Explanations about host level power and energy metrics.

This is true starting from Scaphandre >= 1.0.

There are several metrics available at the host level in Scaphandre:

  • scaph_host_power_microwatts : always returned, computed from Record structs made from scaph_host_energy_microjoules metric
  • scaph_host_energy_microjoules : always returned, either one value or a sum of values coming directly from RAPL counters (energy_uj files or direct read from an MSR)
  • scaph_host_rapl_psys_microjoules : is available only when the PSYS RAPL domain is available on the machine.

In addition to those metrics, you might want to build, on your time series database, the sum of process_ metrics to have a view of the weight of all processes on the host power. Using Prometheus, it would look like: sum(scaph_process_power_consumption_microwatts{hostname="$hostname"}) / 1000000, to get it in Watts.

Let's explain the relationship between those metrics, and what you could expect.

host_power metric will return :

  1. If PSYS domain is available, a computed power coming from PSYS energy records
  2. If not, a computed power which is the sum of per-socket power (PKG RAPL domain) + DRAM RAPL domain power

Briefly explained (see RAPL domains for detailled explanations), PSYS covers most components on the machine ("all components connected to the SoC / motherboard" according to most documentations), so we return this wider ranged metric when available.
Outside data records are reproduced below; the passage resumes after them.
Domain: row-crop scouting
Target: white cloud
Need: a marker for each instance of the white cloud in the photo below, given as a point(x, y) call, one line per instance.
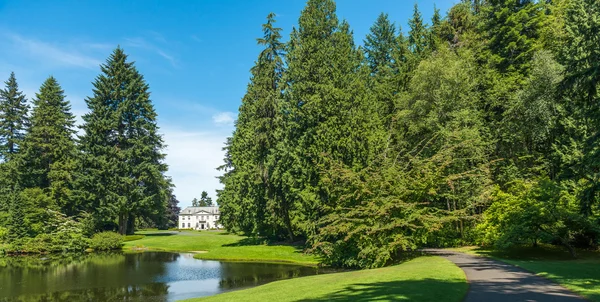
point(45, 52)
point(140, 42)
point(193, 158)
point(224, 118)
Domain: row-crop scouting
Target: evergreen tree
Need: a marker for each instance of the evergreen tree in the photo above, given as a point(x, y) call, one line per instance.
point(418, 35)
point(122, 173)
point(328, 118)
point(205, 200)
point(48, 152)
point(581, 58)
point(250, 150)
point(13, 118)
point(512, 29)
point(17, 227)
point(380, 44)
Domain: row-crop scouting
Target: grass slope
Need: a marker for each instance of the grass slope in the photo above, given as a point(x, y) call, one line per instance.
point(421, 279)
point(580, 275)
point(215, 245)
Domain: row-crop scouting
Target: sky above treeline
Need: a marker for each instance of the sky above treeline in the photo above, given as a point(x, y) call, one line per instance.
point(195, 55)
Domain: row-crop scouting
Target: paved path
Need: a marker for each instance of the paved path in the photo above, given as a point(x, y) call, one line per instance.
point(495, 281)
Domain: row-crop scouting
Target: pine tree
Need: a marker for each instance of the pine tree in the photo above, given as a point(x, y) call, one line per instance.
point(122, 173)
point(512, 29)
point(380, 44)
point(417, 36)
point(581, 87)
point(253, 200)
point(328, 118)
point(205, 200)
point(13, 118)
point(48, 152)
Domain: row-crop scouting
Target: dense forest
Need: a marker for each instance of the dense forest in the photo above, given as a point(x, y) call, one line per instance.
point(477, 127)
point(58, 186)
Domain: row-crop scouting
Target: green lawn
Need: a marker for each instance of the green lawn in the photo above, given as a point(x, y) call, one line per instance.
point(421, 279)
point(215, 245)
point(580, 275)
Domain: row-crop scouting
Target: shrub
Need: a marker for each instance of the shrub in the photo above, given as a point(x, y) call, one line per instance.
point(106, 241)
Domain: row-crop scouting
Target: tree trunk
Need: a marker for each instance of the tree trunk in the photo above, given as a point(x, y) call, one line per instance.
point(130, 225)
point(571, 249)
point(123, 217)
point(288, 224)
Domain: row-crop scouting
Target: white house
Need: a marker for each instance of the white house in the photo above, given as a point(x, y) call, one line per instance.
point(200, 218)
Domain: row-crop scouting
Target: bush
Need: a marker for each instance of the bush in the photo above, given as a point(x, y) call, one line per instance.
point(106, 241)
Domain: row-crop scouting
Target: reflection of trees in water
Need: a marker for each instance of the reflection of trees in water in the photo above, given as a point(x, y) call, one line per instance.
point(115, 272)
point(154, 292)
point(236, 275)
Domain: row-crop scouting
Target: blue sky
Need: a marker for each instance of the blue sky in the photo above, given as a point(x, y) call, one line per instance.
point(195, 55)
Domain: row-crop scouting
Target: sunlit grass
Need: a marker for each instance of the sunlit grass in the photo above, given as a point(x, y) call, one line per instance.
point(214, 245)
point(421, 279)
point(581, 275)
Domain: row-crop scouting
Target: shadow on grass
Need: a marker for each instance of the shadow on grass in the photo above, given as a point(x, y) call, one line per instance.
point(540, 253)
point(422, 290)
point(159, 234)
point(249, 241)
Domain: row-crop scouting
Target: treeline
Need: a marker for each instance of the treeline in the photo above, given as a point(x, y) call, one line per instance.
point(478, 127)
point(58, 186)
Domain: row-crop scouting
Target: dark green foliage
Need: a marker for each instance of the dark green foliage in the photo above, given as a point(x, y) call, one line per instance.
point(17, 228)
point(581, 58)
point(122, 168)
point(251, 158)
point(512, 29)
point(418, 38)
point(13, 118)
point(48, 155)
point(106, 241)
point(479, 128)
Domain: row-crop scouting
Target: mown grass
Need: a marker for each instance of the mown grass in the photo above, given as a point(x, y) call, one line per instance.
point(581, 275)
point(420, 279)
point(216, 245)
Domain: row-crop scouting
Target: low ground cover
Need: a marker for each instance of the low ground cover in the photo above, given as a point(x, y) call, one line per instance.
point(218, 245)
point(420, 279)
point(581, 275)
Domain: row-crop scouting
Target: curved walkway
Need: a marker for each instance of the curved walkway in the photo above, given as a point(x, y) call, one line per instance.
point(495, 281)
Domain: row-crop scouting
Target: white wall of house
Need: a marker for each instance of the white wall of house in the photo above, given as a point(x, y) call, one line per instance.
point(199, 218)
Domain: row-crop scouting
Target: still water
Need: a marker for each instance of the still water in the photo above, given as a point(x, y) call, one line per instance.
point(149, 276)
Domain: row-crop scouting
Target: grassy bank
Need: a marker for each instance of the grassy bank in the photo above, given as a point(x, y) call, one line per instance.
point(214, 245)
point(581, 275)
point(421, 279)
If not we use a combination of PKG domain, that includes CPU and integrated GPU power, and DRAM domain, that includes memory power. The first options gives higher figures than the second, for now.
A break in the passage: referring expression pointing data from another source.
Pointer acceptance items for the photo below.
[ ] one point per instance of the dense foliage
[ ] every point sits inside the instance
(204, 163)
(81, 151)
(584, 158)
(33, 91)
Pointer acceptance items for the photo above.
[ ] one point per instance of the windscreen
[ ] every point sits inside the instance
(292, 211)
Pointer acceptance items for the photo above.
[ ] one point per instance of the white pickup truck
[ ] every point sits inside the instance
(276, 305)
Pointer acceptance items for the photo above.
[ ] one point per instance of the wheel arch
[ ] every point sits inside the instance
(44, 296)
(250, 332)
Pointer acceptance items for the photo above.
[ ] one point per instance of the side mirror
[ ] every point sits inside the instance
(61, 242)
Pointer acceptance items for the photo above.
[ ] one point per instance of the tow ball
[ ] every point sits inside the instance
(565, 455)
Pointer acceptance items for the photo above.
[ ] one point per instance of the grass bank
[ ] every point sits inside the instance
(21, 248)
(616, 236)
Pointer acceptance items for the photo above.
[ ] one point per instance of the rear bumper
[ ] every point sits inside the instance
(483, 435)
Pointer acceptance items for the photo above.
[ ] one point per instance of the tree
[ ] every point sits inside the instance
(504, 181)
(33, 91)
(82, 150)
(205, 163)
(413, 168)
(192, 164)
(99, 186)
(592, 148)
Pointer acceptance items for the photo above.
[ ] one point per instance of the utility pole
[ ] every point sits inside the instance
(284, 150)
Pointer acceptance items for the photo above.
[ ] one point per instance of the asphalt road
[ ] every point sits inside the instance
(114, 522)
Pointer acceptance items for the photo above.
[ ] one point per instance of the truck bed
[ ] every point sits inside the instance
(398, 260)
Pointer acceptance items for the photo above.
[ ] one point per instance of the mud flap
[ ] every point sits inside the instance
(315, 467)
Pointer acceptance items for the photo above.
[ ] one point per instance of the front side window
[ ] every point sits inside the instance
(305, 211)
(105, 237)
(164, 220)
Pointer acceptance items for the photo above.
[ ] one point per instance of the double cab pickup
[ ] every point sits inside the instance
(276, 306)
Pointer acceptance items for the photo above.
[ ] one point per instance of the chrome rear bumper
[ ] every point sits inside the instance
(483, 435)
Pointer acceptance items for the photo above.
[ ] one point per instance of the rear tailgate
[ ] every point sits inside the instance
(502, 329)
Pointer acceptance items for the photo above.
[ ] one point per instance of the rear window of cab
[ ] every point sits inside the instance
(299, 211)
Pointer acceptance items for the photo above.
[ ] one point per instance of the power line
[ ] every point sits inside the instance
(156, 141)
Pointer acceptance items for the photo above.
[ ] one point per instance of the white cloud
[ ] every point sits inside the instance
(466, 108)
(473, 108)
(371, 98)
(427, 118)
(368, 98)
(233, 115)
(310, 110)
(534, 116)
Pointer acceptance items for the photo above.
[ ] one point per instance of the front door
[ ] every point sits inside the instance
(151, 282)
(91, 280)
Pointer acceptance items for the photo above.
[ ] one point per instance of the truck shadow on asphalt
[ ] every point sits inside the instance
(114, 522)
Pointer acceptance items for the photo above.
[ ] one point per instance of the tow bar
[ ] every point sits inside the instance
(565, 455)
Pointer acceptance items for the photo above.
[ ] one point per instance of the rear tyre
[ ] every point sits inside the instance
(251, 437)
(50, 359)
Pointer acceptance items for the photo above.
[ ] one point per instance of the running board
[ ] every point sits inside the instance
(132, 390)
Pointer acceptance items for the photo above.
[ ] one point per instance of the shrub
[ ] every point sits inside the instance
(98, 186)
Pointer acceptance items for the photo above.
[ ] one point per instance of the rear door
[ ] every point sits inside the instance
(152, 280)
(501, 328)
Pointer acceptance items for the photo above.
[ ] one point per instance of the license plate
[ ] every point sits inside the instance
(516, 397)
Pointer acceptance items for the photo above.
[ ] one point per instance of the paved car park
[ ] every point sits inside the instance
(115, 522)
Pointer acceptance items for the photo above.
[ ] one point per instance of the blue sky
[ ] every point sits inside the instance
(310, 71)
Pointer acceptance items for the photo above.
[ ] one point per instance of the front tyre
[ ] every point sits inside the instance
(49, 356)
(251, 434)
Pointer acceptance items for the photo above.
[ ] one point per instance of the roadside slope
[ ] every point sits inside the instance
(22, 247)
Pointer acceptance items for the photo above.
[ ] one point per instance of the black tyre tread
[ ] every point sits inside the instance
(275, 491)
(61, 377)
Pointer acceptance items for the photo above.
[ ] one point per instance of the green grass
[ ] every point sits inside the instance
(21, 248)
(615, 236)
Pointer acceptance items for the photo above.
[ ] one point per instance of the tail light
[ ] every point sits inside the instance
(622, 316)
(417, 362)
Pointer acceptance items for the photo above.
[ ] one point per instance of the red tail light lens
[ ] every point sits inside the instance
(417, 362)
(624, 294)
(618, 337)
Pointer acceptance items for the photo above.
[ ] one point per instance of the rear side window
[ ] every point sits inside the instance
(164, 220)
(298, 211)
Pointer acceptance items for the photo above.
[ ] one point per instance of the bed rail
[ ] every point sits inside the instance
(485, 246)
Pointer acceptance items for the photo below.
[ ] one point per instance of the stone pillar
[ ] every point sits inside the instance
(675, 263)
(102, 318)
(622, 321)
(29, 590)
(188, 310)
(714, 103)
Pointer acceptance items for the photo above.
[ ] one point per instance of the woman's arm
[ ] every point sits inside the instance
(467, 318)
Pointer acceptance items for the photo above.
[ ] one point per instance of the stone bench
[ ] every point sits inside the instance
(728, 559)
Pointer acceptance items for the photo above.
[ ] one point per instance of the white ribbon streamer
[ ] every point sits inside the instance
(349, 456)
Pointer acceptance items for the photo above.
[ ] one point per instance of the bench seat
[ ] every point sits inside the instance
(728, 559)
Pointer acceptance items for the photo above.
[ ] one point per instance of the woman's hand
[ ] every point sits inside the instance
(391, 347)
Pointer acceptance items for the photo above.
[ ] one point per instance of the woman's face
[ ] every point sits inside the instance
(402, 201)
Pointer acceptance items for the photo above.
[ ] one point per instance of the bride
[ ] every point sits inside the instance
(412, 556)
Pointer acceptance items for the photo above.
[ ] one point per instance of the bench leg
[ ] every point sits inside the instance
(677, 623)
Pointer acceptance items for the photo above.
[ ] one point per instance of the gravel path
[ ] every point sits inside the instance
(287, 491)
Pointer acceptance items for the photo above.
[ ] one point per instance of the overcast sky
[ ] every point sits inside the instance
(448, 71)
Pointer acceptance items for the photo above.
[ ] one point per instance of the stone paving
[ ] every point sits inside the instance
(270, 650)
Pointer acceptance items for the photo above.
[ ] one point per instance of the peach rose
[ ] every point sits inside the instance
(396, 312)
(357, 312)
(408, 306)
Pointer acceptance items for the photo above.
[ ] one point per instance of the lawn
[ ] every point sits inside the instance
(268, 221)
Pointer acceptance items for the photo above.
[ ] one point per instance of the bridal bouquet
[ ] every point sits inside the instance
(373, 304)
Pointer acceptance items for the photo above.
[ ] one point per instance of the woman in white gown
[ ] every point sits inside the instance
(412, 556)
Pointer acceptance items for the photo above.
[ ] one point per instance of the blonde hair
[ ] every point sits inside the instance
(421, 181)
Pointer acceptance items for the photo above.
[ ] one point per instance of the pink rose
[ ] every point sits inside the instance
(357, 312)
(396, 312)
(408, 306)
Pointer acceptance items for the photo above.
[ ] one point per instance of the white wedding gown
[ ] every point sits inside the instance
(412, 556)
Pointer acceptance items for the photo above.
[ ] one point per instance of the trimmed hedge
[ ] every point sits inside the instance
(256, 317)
Suming the power of all processes, if the machine is mostly IDLE, you'll get a tiny percentage of the host machine, most likely. The difference between host power and the sum of processes power can be accounted as "power due to IDLE activity", in other words the power your machine demands for "doing nothing". The higher this difference on a long period of time (better seen as a graph), the higher chance that there is room for improvement in moving the workloads to another machine and shut the current machine down (and make it available for another project or to another organization to prevent from buying a new machine).

Warning: that being said, the way per-process power is computed is still biased and shall be improved in the following versions of Scaphandre. For now, the main key for allocation is CPU time. As host level power metrics include power usage of more and more components on the machine (work in progress) this allocation key will be more and more inaccurate. Future versions of this allocation model should include keys regarding the activity of other components than CPU. Enabling a better set of allocation keys for per-process power is part of the roadmap.